Mauritanie: le candidat anti-esclavage à la présidentielle de 2019 maintenu arbitrairement en prison

Mauritanie: le candidat anti-esclavage à la présidentielle de 2019 maintenu arbitrairement en prison

Par Marie-France Cros.

Invité récemment à Bruxelles par le groupe socialiste du Parlement européen, Ahmed Hamdi, co-fondateur de l’IRA (Initiative pour la résurgence du mouvement abolitionniste en Mauritanie, principal mouvement pour l’abolition de l’esclavage dans ce pays), a expliqué à La Libre Afrique.be les craintes de l’opinion anti-esclavagiste quant au sort de Biram Dah Abeid, 53 ans, candidat à la présidence en 2019. La République islamique de Mauritanie est le pays qui compte le plus grand nombre d’esclaves au monde; elle maintient un apartheid de facto.

Biram Dah Abeid,  fils d’un affranchi, est un avocat couronné de nombreux prix internationaux dont, en 2013, par le prestigieux prix des Droits de l’homme de l’Onu (comme Mandela) pour sa lutte contre l’esclavage. Les élections législatives, régionales et municipales du 1er septembre 2018 ont été affectées par sa quatrième incarcération (en 7 ans) puisqu’il a été emprisonné depuis août, ce qui l’a empêché de participer à la campagne électorale.

Bien que le gouvernement du président Mohamed Ould Abdel Aziz assure lutter contre l’esclavage et a adopté des lois en ce sens, il refuse depuis 2010 de reconnaître l’IRA (qui avait pourtant réuni toutes les obligations légales pour l’être) et n’applique ces lois qu’au compte-goutte et principalement contre des non-Mauritaniens. L’IRA a donc fusionné avec un parti reconnu, le Sawab, pour se présenter aux scrutins du 1er septembre.

Elu député quand même

Sawab est ainsi passé de un à trois députés: le président originel du parti, Abdeselami Horme; le président de l’IRA, Biram Dah Abeid et son vice-président, Coumba Daba Kane. Le parti a également gagné deux conseillers régionaux (il y a 15 régions, dont 3 à Nouakchott), tous deux issus de l’IRA, et six élus municipaux dans quatre communes de l’intérieur du pays, tous les six issus de l’IRA. Les conseils régionaux ont été créés après la suppression du sénat par le président Aziz, en 2017

Sawab est un parti peu connu jusqu’ici. Or, s’il ne récolte pas 1% des voix à l’élection, la loi dit qu’il n’est plus reconnu. Sawab a récolté 8% des voix cette fois, après avoir négocié un programme commun avec l’IRA, dont l’appui à Biram Dah Abeid à la présidentielle du printemps 2019.

L’empêcher de se présenter à la présidentielle

Le pouvoir veut-il empêcher ce dernier de se présenter à l’élection en le maintenant en détention?
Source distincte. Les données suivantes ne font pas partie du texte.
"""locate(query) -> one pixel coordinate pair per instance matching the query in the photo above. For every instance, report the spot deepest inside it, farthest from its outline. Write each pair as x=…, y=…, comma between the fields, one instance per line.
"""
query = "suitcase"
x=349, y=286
C’est la crainte de l’IRA, qui juge suspecte l’accusation portée pour obtenir son arrestation.

Selon le mouvement anti-esclavagiste, son président avait accordé une interview à un journaliste qui se présentait au nom de médias où l’interview n’a pas paru; en revanche, des morceaux de celle-ci sont apparus sur les réseaux sociaux, sous forme d’une vidéo où ces extraits étaient montés avec des interventions anciennes. « Biram l’a appelé pour lui dire que ce n’était pas sérieux. Des militants de l’IRA l’ont accusé sur les réseaux sociaux de travailler pour l’Etat. Alors le journaliste a accusé Biram de harcèlement et il a été arrêté avec une autre personne de l’IRA – mais qui n’a pas de carte de l’IRA et pas de contact avec la direction du mouvement, seulement avec quelques membres de celui-ci. Depuis le 7 août, le dossier est bloqué chez le juge d’instruction, rien n’a avancé et Biram est en prison. Nous craignons que les autorités essaient d’empêcher sa participation à la présidentielle », indique Ahmed Hamdi.

L’Union européenne exclut-elle l’IRA?

L’IRA a aussi une autre crainte: elle n’a pas été invitée, le 17 octobre dernier, à une rencontre organisée par l’Union européenne à Nouakchott avec 80 représentants de la société civile mauritanienne pour débattre d’une « feuille de route pour l’engagement de l’UE avec la société civile en Mauritanie ». L’IRA correspond pourtant à la définition européenne d’organisation de la société civile, fait valoir M. Hamdi. Le mouvement anti-esclavagisme s’inquiète de cette exclusion, alors que le Parlement européen a voté, le 17 décembre 2014, une résolution commune en faveur de Biram Dah Abeid et de son action.